O Juízo da Vara Cível da Comarca de Epitaciolândia indeferiu o pedido de suspensão do poder familiar dos genitores sobre D.S.M. e também indeferiu o pedido de guarda provisória da criança aos pretendentes adotantes, ante a falta dos requisitos legais expressos nos artigos 45, 46 e 50 do Estatuto da Criança e do Adolescente (ECA).
O pai não desistiu de sua filha. Então, o juiz de Direito Clovis Lodi salientou o ingresso da Ação de Guarda com pedido de Tutela de Urgência por P.M.M., em face da genitora. “Logo, verifica-se que deve ser preservada a entidade familiar da criança, justamente para que possa ocorrer a proteção estatal”, compreendeu Lodi.
Abandono
D. vem de uma família de oito irmãos, na qual seus pais não vivem juntos. O pai é idoso, e atualmente sua mãe encontra-se grávida. Ela e mais duas irmãs estão abrigadas na Instituição de Acolhimento Regional do Alto Acre, como determinação judicial em razão de abandono e maus tratos. Uma tem três anos de idade, a outra seis e D., apenas um ano.
Esta família vem sendo acompanhada há muito tempo pelo Conselho Tutelar e Centro de Referência Especializado de Assistência Social (CREAS), havendo relatos de violência contra as infantes pela vizinhança e que a situação vivenciada por elas era algo corriqueiro, sendo que a genitora sempre as expulsava de casa, impedindo-as de voltar para o lar, em decorrência disto, ficavam vagando pelas ruas, correndo vários riscos e passando fome e frio.
Estudo Psicossocial
O Relatório de Estudo Psicossocial emitiu parecer desfavorável ao referido pedido do pai, vez que esse não dispõe de tempo suficiente para cuidar de uma criança de apenas um ano, pois como o mesmo afirmou que trabalha durante toda a semana na zona rural, não havendo pessoas que pudessem auxiliá-lo.
Com relação ao lar materno, foi averiguado que a requerida ainda não apresenta condições psicológicas favoráveis à manutenção das filhas.

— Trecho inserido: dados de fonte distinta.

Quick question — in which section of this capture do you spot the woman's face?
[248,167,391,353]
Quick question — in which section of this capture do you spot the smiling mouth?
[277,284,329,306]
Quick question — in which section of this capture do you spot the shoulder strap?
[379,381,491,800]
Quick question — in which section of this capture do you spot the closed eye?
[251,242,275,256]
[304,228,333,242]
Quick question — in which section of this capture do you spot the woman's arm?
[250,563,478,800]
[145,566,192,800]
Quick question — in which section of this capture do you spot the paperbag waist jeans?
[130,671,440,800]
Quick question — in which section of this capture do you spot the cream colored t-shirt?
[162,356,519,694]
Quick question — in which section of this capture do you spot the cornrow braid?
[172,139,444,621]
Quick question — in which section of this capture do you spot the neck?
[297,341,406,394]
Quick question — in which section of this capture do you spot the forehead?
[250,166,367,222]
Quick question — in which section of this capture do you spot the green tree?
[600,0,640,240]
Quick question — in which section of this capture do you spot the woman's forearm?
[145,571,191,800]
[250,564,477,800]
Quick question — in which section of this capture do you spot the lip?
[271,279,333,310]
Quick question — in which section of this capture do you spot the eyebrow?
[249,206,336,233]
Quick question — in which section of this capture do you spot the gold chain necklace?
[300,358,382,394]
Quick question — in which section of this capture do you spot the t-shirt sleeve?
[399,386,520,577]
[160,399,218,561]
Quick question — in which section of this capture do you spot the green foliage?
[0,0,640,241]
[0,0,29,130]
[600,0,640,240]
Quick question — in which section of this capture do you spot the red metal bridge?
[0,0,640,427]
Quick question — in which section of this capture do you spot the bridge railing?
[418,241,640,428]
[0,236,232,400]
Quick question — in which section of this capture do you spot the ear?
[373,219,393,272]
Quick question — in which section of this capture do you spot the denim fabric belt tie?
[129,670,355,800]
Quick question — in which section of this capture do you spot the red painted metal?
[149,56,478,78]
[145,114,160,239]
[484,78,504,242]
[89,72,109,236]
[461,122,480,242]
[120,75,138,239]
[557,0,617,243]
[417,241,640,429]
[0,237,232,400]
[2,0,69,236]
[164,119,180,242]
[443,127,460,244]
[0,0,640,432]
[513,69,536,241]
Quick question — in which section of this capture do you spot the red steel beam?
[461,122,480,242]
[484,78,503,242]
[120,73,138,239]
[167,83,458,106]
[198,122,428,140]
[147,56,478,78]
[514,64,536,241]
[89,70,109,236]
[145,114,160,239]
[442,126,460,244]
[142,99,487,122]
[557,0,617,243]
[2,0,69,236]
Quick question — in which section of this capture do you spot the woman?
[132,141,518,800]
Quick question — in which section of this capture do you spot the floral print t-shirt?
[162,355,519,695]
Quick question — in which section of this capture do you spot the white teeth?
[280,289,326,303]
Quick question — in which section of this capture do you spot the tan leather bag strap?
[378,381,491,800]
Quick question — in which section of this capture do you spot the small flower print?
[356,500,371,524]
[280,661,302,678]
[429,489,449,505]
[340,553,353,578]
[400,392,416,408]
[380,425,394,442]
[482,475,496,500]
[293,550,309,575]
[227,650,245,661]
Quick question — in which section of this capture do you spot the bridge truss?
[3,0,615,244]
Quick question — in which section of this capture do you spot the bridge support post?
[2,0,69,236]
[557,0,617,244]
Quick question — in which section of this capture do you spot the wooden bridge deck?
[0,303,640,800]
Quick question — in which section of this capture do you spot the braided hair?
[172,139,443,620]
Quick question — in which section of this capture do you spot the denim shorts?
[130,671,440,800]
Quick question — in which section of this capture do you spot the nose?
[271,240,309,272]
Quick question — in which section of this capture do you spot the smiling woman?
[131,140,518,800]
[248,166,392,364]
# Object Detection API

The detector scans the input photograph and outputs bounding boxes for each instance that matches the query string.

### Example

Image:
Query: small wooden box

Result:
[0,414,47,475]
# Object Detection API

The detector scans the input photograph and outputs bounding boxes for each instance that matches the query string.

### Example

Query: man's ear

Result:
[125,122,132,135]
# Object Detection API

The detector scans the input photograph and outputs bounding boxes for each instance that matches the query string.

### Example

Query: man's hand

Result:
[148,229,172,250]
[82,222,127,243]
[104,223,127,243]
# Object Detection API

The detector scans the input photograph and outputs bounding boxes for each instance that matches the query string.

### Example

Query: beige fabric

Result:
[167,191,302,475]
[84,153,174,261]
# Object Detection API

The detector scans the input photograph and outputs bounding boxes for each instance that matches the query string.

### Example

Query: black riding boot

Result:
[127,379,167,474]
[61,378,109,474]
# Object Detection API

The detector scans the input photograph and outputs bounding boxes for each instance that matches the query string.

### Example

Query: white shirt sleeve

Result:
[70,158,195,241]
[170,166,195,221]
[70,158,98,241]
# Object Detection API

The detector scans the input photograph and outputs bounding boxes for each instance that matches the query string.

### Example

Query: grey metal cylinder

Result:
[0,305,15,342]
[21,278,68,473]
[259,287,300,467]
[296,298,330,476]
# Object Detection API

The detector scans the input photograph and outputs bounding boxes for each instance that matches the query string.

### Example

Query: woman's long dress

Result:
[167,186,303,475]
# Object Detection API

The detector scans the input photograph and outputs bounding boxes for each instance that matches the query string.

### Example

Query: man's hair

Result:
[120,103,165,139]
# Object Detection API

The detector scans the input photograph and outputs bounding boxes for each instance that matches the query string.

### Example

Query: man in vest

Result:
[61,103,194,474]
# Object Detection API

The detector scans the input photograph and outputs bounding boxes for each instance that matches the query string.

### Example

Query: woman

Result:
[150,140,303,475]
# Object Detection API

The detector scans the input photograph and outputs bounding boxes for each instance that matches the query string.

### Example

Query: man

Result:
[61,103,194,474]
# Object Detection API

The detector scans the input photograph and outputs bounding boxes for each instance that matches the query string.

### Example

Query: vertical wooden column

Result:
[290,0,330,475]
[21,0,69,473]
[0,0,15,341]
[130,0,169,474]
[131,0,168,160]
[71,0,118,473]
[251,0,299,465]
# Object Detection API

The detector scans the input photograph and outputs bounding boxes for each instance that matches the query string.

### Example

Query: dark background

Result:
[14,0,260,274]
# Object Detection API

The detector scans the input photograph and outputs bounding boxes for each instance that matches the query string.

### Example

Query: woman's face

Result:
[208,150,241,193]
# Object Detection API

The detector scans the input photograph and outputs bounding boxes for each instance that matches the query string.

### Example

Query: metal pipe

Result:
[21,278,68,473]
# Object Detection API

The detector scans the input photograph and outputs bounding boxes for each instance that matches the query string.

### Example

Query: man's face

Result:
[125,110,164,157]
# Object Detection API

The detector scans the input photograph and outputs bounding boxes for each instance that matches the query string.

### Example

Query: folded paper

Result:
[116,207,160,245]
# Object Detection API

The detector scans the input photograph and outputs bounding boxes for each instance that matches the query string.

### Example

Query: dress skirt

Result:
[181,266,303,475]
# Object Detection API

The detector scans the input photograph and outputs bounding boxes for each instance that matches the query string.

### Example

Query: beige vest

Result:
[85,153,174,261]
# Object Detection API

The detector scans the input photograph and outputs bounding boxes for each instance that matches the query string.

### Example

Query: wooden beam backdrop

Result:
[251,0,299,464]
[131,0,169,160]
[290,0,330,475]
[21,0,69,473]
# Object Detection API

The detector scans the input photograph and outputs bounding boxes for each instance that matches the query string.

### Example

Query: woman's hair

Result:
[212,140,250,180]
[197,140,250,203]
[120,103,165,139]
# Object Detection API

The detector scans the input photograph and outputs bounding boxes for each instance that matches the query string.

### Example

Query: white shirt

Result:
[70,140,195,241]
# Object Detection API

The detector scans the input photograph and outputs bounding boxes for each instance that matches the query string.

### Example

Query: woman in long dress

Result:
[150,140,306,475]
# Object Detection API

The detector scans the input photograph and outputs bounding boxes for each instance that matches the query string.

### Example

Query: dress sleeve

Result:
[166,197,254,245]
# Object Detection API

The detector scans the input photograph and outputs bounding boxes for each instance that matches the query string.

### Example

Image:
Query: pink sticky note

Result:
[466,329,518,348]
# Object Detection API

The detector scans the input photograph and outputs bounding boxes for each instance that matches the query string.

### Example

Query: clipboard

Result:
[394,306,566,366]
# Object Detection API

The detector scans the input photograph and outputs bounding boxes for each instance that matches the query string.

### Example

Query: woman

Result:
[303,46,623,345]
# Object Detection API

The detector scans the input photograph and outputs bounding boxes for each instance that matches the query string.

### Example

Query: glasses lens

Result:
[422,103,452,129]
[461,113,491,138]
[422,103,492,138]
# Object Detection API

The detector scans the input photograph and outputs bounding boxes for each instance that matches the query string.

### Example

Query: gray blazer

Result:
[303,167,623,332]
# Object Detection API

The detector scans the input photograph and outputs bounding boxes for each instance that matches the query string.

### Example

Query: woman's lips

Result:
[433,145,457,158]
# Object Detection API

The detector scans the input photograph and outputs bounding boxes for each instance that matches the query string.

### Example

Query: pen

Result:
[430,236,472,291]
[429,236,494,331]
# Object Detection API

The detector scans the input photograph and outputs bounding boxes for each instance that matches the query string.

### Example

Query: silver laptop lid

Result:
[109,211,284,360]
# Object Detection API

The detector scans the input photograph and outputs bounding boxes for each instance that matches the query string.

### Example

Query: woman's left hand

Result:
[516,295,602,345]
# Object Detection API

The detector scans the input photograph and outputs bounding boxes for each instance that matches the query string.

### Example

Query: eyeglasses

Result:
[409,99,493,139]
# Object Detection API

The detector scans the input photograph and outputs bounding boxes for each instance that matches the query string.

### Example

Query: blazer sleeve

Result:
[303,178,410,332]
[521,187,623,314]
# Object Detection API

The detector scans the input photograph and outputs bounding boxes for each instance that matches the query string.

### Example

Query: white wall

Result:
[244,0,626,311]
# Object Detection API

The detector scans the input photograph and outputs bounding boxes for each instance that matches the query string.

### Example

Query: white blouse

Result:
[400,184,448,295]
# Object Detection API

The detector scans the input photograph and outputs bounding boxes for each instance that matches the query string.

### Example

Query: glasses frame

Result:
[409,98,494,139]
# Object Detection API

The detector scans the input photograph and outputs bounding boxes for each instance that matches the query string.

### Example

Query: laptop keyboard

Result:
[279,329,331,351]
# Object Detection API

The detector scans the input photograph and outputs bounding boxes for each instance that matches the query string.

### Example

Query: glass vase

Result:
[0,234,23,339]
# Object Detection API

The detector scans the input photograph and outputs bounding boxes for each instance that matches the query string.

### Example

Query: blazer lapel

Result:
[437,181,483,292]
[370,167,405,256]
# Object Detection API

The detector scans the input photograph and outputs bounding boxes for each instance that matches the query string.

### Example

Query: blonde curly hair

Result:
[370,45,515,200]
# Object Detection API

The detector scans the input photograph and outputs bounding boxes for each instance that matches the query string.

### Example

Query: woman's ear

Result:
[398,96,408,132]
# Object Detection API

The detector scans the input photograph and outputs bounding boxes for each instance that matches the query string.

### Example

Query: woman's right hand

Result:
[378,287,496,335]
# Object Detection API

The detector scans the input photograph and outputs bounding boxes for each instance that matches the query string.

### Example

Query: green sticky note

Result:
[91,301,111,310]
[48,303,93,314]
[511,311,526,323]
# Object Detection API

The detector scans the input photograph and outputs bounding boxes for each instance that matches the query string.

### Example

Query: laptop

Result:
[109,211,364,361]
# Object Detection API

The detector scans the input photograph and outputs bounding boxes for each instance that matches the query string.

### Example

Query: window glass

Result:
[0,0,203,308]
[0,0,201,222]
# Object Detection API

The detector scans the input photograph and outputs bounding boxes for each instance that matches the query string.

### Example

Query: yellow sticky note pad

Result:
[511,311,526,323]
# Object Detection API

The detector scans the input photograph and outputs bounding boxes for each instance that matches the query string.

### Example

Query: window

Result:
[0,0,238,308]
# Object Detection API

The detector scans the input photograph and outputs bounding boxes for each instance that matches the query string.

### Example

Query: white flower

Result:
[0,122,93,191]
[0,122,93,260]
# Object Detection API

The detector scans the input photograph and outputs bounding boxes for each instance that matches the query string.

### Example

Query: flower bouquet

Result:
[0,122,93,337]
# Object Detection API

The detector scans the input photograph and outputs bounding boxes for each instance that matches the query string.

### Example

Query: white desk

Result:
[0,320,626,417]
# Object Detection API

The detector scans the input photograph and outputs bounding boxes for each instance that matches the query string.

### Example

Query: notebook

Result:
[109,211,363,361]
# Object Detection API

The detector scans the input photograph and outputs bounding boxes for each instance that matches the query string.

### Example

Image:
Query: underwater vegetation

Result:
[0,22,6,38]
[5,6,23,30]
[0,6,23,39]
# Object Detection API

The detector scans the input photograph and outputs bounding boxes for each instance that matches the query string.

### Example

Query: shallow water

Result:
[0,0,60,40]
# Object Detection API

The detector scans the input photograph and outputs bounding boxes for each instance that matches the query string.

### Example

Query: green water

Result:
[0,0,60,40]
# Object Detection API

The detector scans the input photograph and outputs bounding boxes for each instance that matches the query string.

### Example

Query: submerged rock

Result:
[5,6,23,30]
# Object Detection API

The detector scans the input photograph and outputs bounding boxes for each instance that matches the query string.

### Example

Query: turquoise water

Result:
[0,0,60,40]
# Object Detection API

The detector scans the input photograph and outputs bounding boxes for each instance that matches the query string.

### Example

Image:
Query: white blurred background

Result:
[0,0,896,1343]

Assim, foi sugerida a permanência do acolhimento institucional até que sejam identificados novos familiares que possam responsabilizar-se por ela ou até que sejam empreendidas medidas cabíveis.
“Apesar de restar evidente que no presente momento há impossibilidade de reintegração familiar, verifica-se que o poder familiar dos requeridos não está suspenso, já que há ações em curso, em regular tramitação, que estão garantindo a ampla defesa e o contraditório”, pontuou o magistrado.
No entendimento do Juízo, a adoção se trata de “medida excepcional e irrevogável, à qual se deve recorrer apenas quando esgotados os recursos de manutenção da criança ou adolescente na família natural ou extensa, na forma do parágrafo único do art. 25 do Estatuto da Criança e do Adolescente”.
Adoção
Há um casal de Rio Branco que postulou a concessão da guarda provisória de D.. Segundo os autos, esses conheceram a menina quando visitaram a instituição e desde então visitam a menor, ofertando-lhe afeto e cuidados, além de auxílio material.
Mas, na decisão, o juiz de Direito esclarece que os pretendentes, embora tenham comprovado estarem inscritos no Cadastro Nacional de Adotantes, não se encontram na ordem cronológica de habilitação.
Então, o juiz afirmou que a peça inicial além de estar em um momento inoportuno é desconexa com os requisitos de admissibilidade. Primeiramente, pelo fato de existir ação tramitando do próprio genitor. Segundo, porque se deve impor a observância da ordem cronológica previamente estabelecida no cadastro oficial, “que garante legalidade e imparcialidade no procedimento de adoção, bem como evita favoritismo e desigualdade de condições na pretensão de adotar, em nada contrariando o melhor interesse da criança”.
Apenas, excepcionalmente, a ordem pode ser quebrada. “Não houve o período de convivência exigido com os pretendentes à adoção. O casal não postula adoção unilateral, e, também, não é parente da infante e não detém a guarda legal da criança. Portanto, o caso não se enquadra em nenhuma das exceções”, relatou.
O indeferimento da pretensão à guarda provisória é medida plausível e calcada no melhor interesse da criança. “É preciso ter em mira que a escolha de uma criança para adotar feita pelos pretendentes não os habilita a postular a sua adoção. As formalidades legais próprias e peculiares ao processo de adoção se destinam a assegurar plenamente o direito da criança em ser recebida em um lar tranquilo e adequado, para o seu desenvolvimento saudável e evita práticas pouco recomendáveis numa área tão delicada e sensível”, concluiu Lodi.